Au cours de ces trois jours de travaux, je suis convaincu à l'avance de la contribution positive de chacun et chacune de vous à la détermination des voies et moyens d'aider l'Afrique à réussir son pari. Il nous faudra trouver des réponses aux interrogations essentielles à l'ordre du jour de notre rencontre :
- Comment parvenir à une meilleure intégration de l'aide apportée par le système des Nations Unies aux politiques et programmes de développement menés à l'échelon des États africains ?
- Comment stimuler l'aide apportée par le système des Nations Unies au renforcement des capacités en Afrique ?
- Comment accroître la capacité du système à favoriser et à encourager le partenariat entre secteurs publics et privés au profit du développement de l'Afrique ?
- Comment aider les pays africains à améliorer la gouvernance, la gestion des affaires publiques, à instaurer la paix ?

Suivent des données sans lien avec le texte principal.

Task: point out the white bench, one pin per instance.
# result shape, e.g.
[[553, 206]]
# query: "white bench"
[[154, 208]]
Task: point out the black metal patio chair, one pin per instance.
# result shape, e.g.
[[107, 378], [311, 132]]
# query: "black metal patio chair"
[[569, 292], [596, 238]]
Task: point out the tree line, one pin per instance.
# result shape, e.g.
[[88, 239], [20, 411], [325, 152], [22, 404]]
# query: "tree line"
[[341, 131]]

- Quelles mesures la communauté internationale doit-elle prendre pour trouver une solution de long terme au problème de la dette extérieure ?

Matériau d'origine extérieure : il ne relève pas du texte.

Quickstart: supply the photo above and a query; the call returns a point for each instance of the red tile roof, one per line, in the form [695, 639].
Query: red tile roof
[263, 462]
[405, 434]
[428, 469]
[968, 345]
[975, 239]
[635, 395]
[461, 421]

- Quel genre de concours le système des Nations Unies et les autres partenaires en développement doivent-ils apporter aux pays africains dans leurs stratégies nationales et régionales d'intégration et de diversification de leurs économies ?
- Comment l'ECOSOC peut-il aider l'Assemblée générale à évaluer la mise en œuvre des objectifs pour l'Afrique inscrits dans la Déclaration du Millénaire ?
Tels sont quelques-uns des enjeux dont nous devons débattre et auxquels nous devons apporter des réponses, de vraies réponses qui reflètent l'esprit du Sommet du Millénaire et s'en inspirent.
Je souhaite vivement que notre réunion, dont l'objet pourrait se définir comme «la voie de l'intégration de l'Afrique dans le village global», renforce le dialogue entre tous les acteurs et partenaires en développement.
L'Afrique et les nombreux problèmes auxquels elle est confrontée méritent urgence et attention. Sachons, ensemble, faire preuve d'audace pour trouver des solutions aux graves problèmes qui nous sont posés.
Vous ne m'en voudrez pas d'évoquer ici quelques aspects de ce qui tisse, en Afrique, notre vie quotidienne et les rêves de nos nuits. En décidant de consacrer notre segment de haut niveau au développement de l'Afrique et au rôle des Nations Unies, donc à notre rôle, nous avons voulu manifester à l'Afrique notre solidarité, partager ses soucis, ses rêves et ses espoirs.».